The final version Napolitano negotiated puts the entire financial burden on the state sales tax. It would hike the 5.6 percent state levy by a percentage point, a move that, if approved, would give Arizona among the highest state sales- tax rates in the nation.
Napolitano said the deal does not necessarily mean developers will bear no portion of the financial burden for the transit improvements, many of which are being made necessary because of the state's growth.
She said Connie Wilhelm, president of the home builders' group, promised to work with the Governor's Office to write legislation next year for additional "transportation infrastructure funding." But the home builders provided no specifics about how much, if anything, they would be willing to pay.
And the governor said she got more as part of the deal.
Wilhelm's group agreed not to oppose a separate initiative being pushed by the Nature Conservancy to permanently put 570,000 acres of state trust land off-limits to development.
Napolitano said opposition from home builders was to blame for the failure of a similar measure in 2006.
The deal, negotiated before the initiative was filed May 6, was memorialized in a letter dated that same day from Wilhelm to the governor, a letter that Dennis Burke, Napolitano's chief of staff, said the governor wanted.
At a press conference the next day, Napolitano answered questions about the measure and its financing. She specifically said she supports having the entire cost borne by Arizona consumers through higher sales taxes, saying that was the only source of revenue guaranteed to bring in the amount of money necessary.
It was not until two days later, when word of the deal not to put some of that burden on developers leaked out, that Napolitano's office furnished a copy of the letter.
"I do not like this implication that there was somehow a secret deal," the governor responded Wednesday when asked why she did not disclose her arrangement with home builders a week earlier.
And she brushed aside questions of whether a deal is a secret if it is not disclosed to the public until someone specifically inquires.
"I know you're upset we didn't send you a press release about a letter," Napolitano said. "But we don't send you press releases about every letter we get."
The Governor's Office does send out releases on a variety of subjects.
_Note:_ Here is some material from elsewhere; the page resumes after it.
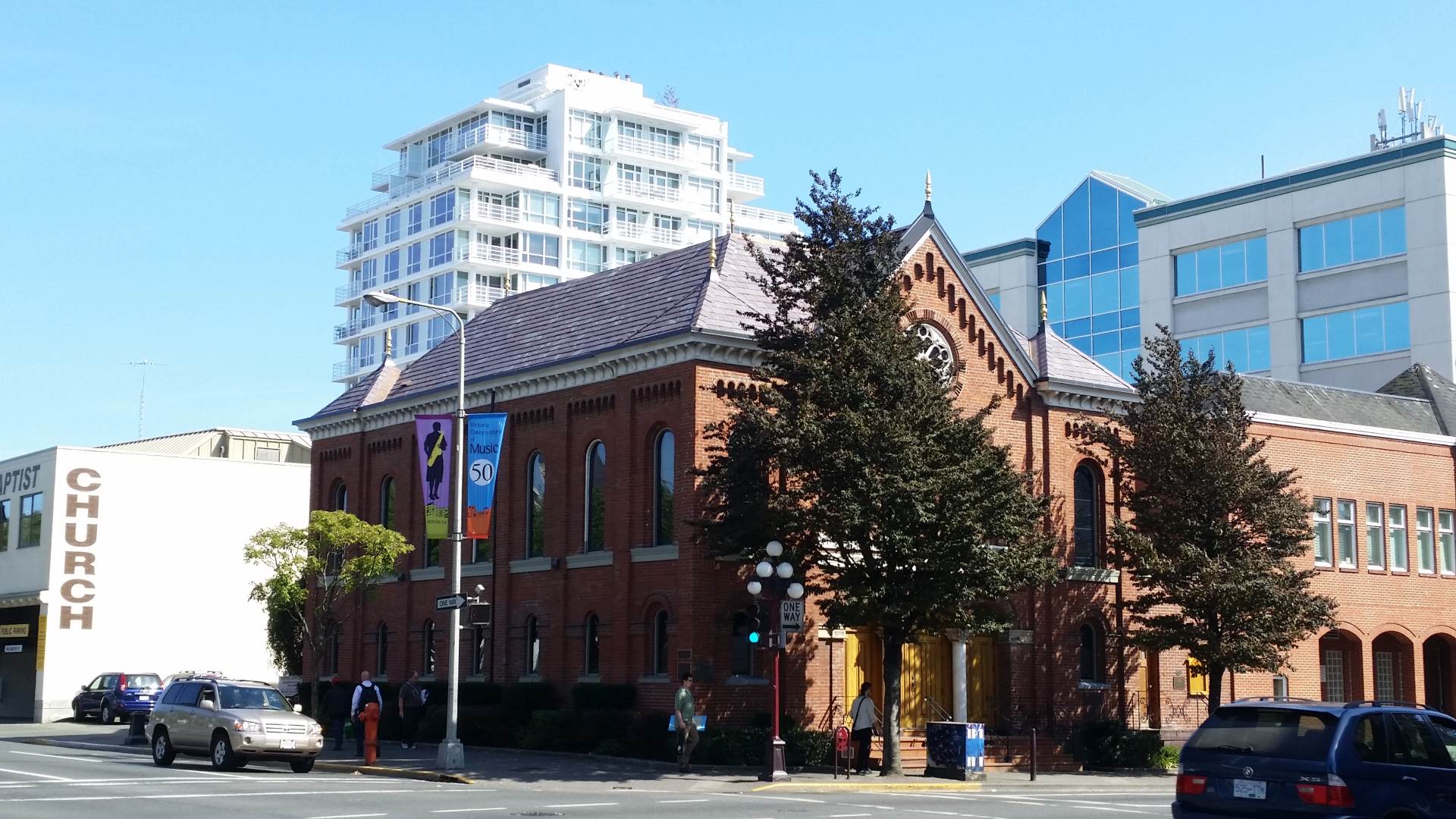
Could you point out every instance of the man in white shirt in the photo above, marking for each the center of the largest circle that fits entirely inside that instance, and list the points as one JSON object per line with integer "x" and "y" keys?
{"x": 862, "y": 727}
{"x": 364, "y": 692}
Since the beginning of April, for example, her staff has released everything from vetoes of legislation and a letter to Congress to continue to fund National Guard soldiers on the border to announcing volunteer-service-award winners and declaring May 1 to June 15 "Safe Prom and Graduation Season."
Napolitano said the proposed tax hike, an 18 percent increase over the current rate, is justified by the creation of a true statewide plan for transit needs. And she said the construction jobs that will be created will help stimulate the state's economy.
The governor is using that same argument to push lawmakers to allow the state universities to borrow $1.4 billion to construct new research buildings and make needed repairs. But state lawmakers have so far balked at the $80 million in annual debt payments that would create for the next 25 years.